La moisson m’apporta une fatigue à laquelle j’étais loin de m’attendre. À être restée si longtemps immobile, mon corps avait perdu toute souplesse et il m’était difficile de rester courbée derrière le faucheur, pour mettre en javelles le blé qu’il fauchait par trois sillons à la fois. Incapable d’aller vite je me laissais distancer et le faucheur suivant me criait :

— Avance, avance, Annette, ou je vais te couper les jambes.

Et, à tout instant, sa faux sifflait à mes talons.

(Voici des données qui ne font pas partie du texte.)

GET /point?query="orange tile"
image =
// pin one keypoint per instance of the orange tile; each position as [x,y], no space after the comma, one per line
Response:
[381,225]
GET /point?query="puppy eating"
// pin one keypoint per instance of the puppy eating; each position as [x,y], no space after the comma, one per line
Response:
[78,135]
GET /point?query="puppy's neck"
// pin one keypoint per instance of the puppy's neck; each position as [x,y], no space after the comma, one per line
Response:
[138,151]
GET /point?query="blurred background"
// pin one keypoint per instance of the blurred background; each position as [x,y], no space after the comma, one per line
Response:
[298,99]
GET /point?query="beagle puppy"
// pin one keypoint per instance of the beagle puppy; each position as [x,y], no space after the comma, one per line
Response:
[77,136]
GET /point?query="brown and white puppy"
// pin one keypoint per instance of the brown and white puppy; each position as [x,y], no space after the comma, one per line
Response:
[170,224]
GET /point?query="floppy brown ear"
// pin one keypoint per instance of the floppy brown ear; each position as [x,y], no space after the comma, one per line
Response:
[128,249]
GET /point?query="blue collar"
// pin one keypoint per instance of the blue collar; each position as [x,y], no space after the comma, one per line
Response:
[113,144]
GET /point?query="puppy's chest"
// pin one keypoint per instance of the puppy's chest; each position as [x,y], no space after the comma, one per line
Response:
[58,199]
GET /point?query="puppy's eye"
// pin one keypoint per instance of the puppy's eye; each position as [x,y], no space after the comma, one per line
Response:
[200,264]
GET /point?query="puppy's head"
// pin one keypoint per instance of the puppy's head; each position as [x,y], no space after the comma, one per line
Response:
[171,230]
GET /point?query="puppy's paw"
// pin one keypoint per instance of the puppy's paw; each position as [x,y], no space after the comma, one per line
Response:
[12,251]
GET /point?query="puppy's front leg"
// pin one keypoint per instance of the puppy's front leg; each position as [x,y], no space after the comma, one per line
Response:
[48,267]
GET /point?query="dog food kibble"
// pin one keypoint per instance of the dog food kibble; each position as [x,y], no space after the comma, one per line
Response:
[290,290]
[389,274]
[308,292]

Arrivée au bout du champ de blé, au lieu de me redresser je m’aplatissais de tout mon long sur la terre chaude, et, le visage caché, prête à pleurer sous les moqueries des autres moissonneuses, rebutée par ce travail trop dur pour mes forces, je décidais de l’abandonner sur l’heure et de rester ainsi étendue jusqu’au soir. Puis l’instant de repos écoulé, entendant les hommes passer la pierre à aiguiser sur leur faux, je me levais d’un bond et reprenait ma place pour ramasser les épis, et coucher bien en rang les javelles du nouveau sillon.

Manine, pleine de pitié, ne me laissait rien faire chez nous et m’obligeait à me mettre au lit en rentrant ; mais j’étais trop lasse pour dormir, et je passais mes nuits à m’agiter en appelant le sommeil.

Au jour levant, pour m’exhorter au courage, je me tapotais les joues en disant comme autrefois grand’mère :

— Allons, Annette, lève-toi ma fille.